Par conséquent, trêve de balivernes pour les fervents fans Rouge et blanc. L’heure a sonné pour franchir définitivement le palier supérieur. Le CA doit respecter son statut de club populaire. Aussi, cette fois, il ne peut se permettre d’un ou de deux tours préliminaires pour sortir par la petite porte.
Au vu du potentiel humain, au vu de la qualité de l’effectif au vu des moyens mis à sa disposition, comparativement à d’autres équipes du continent, le CA a une obligation de résultat, à savoir celle d’accéder dans un premier temps à la phase de poule et se classer au moins second pour faire partie du dernier carré d’as. Que dire lorsque l’on possède dans ses rangs des joueurs qui ont déjà une connaissance de l’ambiance qui prévaut sur le continent, mais également des aléas africains. A cet effet, Pierre Lechantre est loin d’être un profane en la matière et connaît bien l’Afrique à travers le Cameroun.
Prendre option
Désormais, il faut changer d’approche, d’état d’esprit. Jouer en Afrique nécessite une mentalité identique à celle préconisée par les Clubistes dans le championnat tunisien. Le CA, là où il va, joue pour la gagne. Il devra en être ainsi, mais avec quelques précautions supplémentaires. Disons un round d’observation pour ne pas se jeter dans la gueule du loup.
Le pire des scénarios est d’essayer de gérer la rencontre en pensant au match de Tunis et ce, quel que soit l’adversaire. En Afrique, un but marqué à l’extérieur vaut son pesant d’or. Ce qu’il faut également savoir, c’est que même en possédant une assise défensive solide, le CA est viscéralement un club porté sur l’offensive. Il ne peut en être autrement lorsque l’on possède dans ses rangs des joueurs comme Akrout, Dhaouadi, Mouihbi, Sellami, Traoré, Messadi et Ben Yahia.
Le CA a effectué deux séances d’entraînement à l’horaire du match sur la pelouse du stade qui abritera la rencontre.

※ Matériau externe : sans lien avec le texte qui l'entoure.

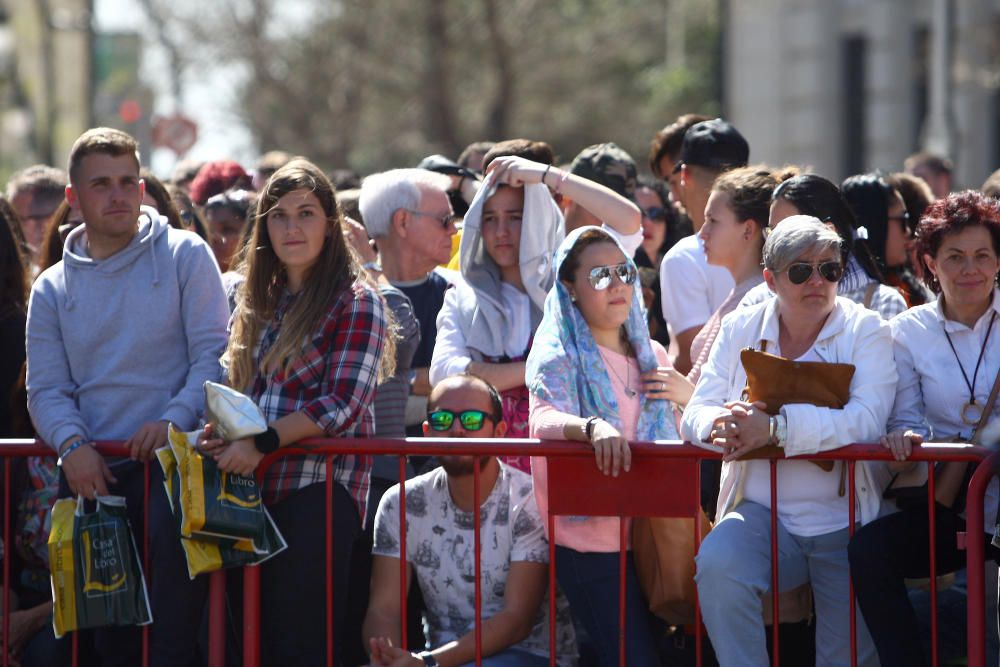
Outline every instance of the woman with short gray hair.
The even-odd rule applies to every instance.
[[[719,663],[767,665],[763,596],[771,589],[771,478],[767,460],[748,454],[776,445],[788,456],[872,442],[884,433],[896,388],[889,327],[878,314],[837,297],[840,238],[818,219],[784,220],[764,243],[764,280],[774,299],[729,315],[684,411],[681,434],[723,453],[715,528],[697,556],[699,602]],[[799,362],[851,364],[842,408],[788,402],[774,414],[743,399],[741,351],[754,348]],[[849,507],[842,467],[778,463],[779,588],[809,582],[816,604],[816,664],[850,664],[847,561]],[[879,515],[885,464],[855,466],[857,514]],[[858,618],[858,664],[878,664]]]

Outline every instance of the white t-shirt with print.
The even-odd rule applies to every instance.
[[[475,538],[473,515],[460,510],[443,468],[406,482],[406,560],[413,566],[427,606],[427,635],[438,647],[475,627]],[[500,475],[480,507],[482,617],[503,610],[512,562],[548,563],[549,545],[535,504],[531,476],[500,464]],[[382,496],[375,517],[376,556],[399,558],[399,485]],[[531,634],[518,648],[549,655],[548,595]],[[569,605],[556,600],[556,650],[560,665],[575,662],[576,638]]]

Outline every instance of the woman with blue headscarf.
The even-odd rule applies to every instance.
[[[558,280],[546,297],[526,369],[531,435],[589,442],[598,468],[617,476],[631,467],[629,440],[678,438],[663,392],[667,353],[649,338],[635,264],[606,231],[573,231],[559,246],[555,264]],[[546,460],[539,457],[531,465],[545,516]],[[557,517],[555,522],[559,586],[603,665],[618,661],[621,520]],[[631,556],[625,586],[628,664],[657,665]]]

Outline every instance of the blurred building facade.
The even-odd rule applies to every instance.
[[[916,150],[1000,167],[1000,0],[728,0],[723,105],[751,160],[838,180]]]
[[[89,127],[149,147],[141,54],[136,33],[95,32],[94,0],[0,0],[0,185],[30,164],[64,166]]]
[[[0,177],[60,165],[92,124],[91,16],[92,0],[0,0]]]

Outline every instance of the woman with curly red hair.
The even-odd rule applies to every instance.
[[[938,298],[890,322],[899,383],[882,444],[895,456],[891,466],[897,474],[910,470],[919,475],[924,466],[906,460],[914,445],[968,441],[981,420],[1000,415],[1000,406],[988,405],[1000,373],[1000,202],[971,190],[939,200],[924,213],[917,243],[924,280]],[[858,605],[883,667],[927,664],[921,643],[913,641],[917,618],[904,579],[963,567],[965,554],[958,550],[956,535],[966,531],[968,472],[968,464],[952,462],[934,473],[937,572],[930,573],[926,498],[897,501],[901,511],[862,527],[851,541]],[[890,491],[886,497],[893,495]],[[982,532],[973,526],[968,538],[982,539],[994,559],[1000,559],[1000,549],[990,546],[997,498],[993,480]]]

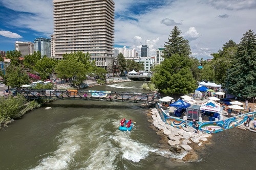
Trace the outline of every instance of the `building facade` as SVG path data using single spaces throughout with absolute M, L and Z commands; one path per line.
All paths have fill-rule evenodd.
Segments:
M 164 59 L 163 57 L 163 50 L 165 48 L 157 48 L 156 51 L 156 57 L 155 58 L 155 64 L 159 64 Z
M 82 51 L 96 65 L 106 67 L 114 54 L 114 8 L 112 0 L 53 0 L 54 58 Z
M 34 53 L 34 44 L 32 42 L 15 41 L 15 50 L 20 51 L 22 57 Z
M 126 60 L 139 59 L 139 53 L 135 48 L 127 49 L 125 46 L 122 48 L 115 48 L 115 57 L 117 57 L 119 53 L 122 53 Z
M 147 45 L 142 45 L 141 49 L 140 56 L 147 57 L 150 56 L 150 48 Z
M 51 57 L 51 39 L 38 38 L 34 40 L 34 51 L 39 51 L 41 52 L 41 57 L 44 55 L 47 57 Z

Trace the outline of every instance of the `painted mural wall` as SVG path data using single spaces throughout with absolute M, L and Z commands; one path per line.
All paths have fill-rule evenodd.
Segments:
M 186 121 L 176 117 L 169 116 L 165 114 L 165 112 L 160 107 L 159 103 L 156 105 L 156 106 L 162 120 L 166 124 L 179 129 L 181 129 L 185 126 L 193 126 L 193 123 L 192 121 Z M 198 122 L 198 124 L 199 124 L 199 129 L 200 130 L 204 131 L 207 133 L 217 133 L 225 130 L 234 128 L 243 124 L 248 116 L 250 116 L 252 119 L 252 117 L 256 117 L 256 112 L 239 115 L 222 120 L 203 122 Z

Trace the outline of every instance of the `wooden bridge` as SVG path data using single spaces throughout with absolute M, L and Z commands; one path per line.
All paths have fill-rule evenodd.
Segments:
M 23 89 L 16 90 L 14 93 L 22 94 L 25 98 L 31 100 L 82 100 L 152 104 L 158 102 L 160 97 L 152 93 L 83 90 Z

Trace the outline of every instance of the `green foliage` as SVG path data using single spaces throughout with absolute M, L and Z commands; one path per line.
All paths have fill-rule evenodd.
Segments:
M 54 85 L 53 83 L 47 83 L 44 84 L 43 83 L 37 83 L 36 85 L 33 88 L 35 89 L 52 89 L 53 88 Z
M 126 61 L 126 70 L 127 72 L 135 70 L 136 71 L 144 70 L 144 66 L 142 63 L 139 63 L 133 60 L 127 60 Z
M 22 53 L 17 50 L 8 51 L 6 52 L 6 58 L 11 59 L 11 64 L 15 66 L 19 66 L 21 64 L 19 58 L 22 57 Z
M 6 69 L 5 75 L 3 74 L 1 75 L 4 78 L 4 83 L 7 86 L 18 87 L 21 85 L 30 83 L 29 76 L 18 66 L 10 65 Z
M 34 66 L 34 69 L 39 73 L 41 79 L 44 80 L 54 72 L 54 69 L 57 63 L 57 60 L 45 56 L 37 61 Z
M 227 89 L 243 98 L 256 96 L 256 35 L 249 30 L 243 35 L 228 71 Z
M 88 72 L 82 63 L 75 60 L 60 61 L 55 67 L 55 71 L 59 78 L 67 79 L 75 78 L 73 81 L 75 86 L 79 85 L 86 80 L 86 75 Z
M 117 65 L 118 66 L 119 71 L 121 72 L 121 76 L 124 74 L 124 71 L 125 70 L 126 68 L 126 61 L 124 56 L 122 53 L 118 54 L 117 58 Z
M 142 84 L 141 87 L 142 89 L 148 90 L 150 89 L 148 86 L 147 85 L 147 84 L 145 83 Z
M 193 61 L 188 56 L 173 55 L 165 59 L 155 68 L 152 82 L 165 94 L 188 93 L 197 87 L 191 67 Z
M 39 51 L 34 52 L 31 55 L 24 56 L 23 63 L 25 68 L 33 68 L 36 62 L 41 59 L 41 53 Z
M 168 41 L 165 42 L 163 51 L 164 59 L 170 58 L 175 54 L 180 55 L 188 56 L 191 54 L 189 42 L 184 39 L 180 36 L 181 32 L 179 30 L 177 26 L 175 26 L 174 29 L 171 31 L 170 38 L 168 38 Z

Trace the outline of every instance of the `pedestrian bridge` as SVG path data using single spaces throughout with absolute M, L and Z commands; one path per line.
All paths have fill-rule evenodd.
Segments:
M 31 100 L 82 100 L 119 102 L 156 103 L 160 96 L 152 93 L 117 92 L 83 90 L 22 89 L 15 93 Z

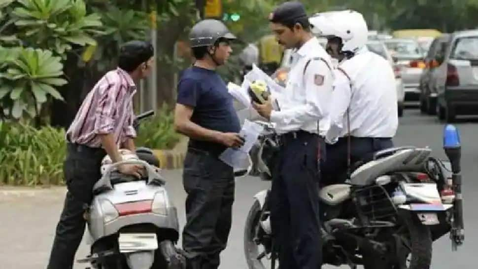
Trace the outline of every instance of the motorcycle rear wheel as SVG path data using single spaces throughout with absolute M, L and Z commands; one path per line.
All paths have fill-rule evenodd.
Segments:
M 261 204 L 255 200 L 246 219 L 244 229 L 244 254 L 249 269 L 270 269 L 271 268 L 270 246 L 255 241 L 257 229 L 262 229 L 259 223 L 261 211 Z M 275 263 L 275 268 L 278 268 L 278 259 Z
M 404 238 L 403 243 L 411 250 L 407 251 L 398 259 L 406 265 L 400 267 L 400 263 L 392 265 L 391 269 L 429 269 L 432 262 L 432 235 L 430 229 L 422 224 L 414 212 L 404 211 L 399 214 L 403 223 L 399 235 Z M 375 269 L 372 266 L 364 266 L 364 269 Z

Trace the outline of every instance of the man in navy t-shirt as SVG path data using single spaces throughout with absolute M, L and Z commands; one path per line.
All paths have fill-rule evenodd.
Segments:
M 231 230 L 234 200 L 233 168 L 218 158 L 228 147 L 244 143 L 232 96 L 215 72 L 232 51 L 236 37 L 220 21 L 205 20 L 193 27 L 190 40 L 196 61 L 178 84 L 177 131 L 190 138 L 183 183 L 186 224 L 183 248 L 187 269 L 217 269 Z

Il est important de s’acclimater. C’est d’ailleurs ce que nous confirme l’entraîneur adjoint du club, Nabil Kouki : «Nous allons passer à un tout autre climat puisqu’il fait actuellement très chaud au Niger. Il faut s’attendre à une température avoisinant les 38 à 40°. Mais, il n’y a pas d’humidité. Nous devrons nous y faire».
Quid de l’adversaire ? Nabil Kouki poursuit à cet égard : «Nous n’avons pas d’idée exact à son sujet. Nous savons que c’est une équipe qui prend régulièrement part aux compétitions africaines et que c’est le club le plus titré du pays. Mais, le Niger n’a pas de traditions en football et ne s’est jamais illustré au plus haut niveau. Ce club s’est toujours contenté de tours préliminaires. En outre, ils viennent de reprendre la compétition et leur championnat n’en est qu’à sa première journée». Et Kouki de préciser : «Il n’en demeure pas moins que la méfiance doit être de mise».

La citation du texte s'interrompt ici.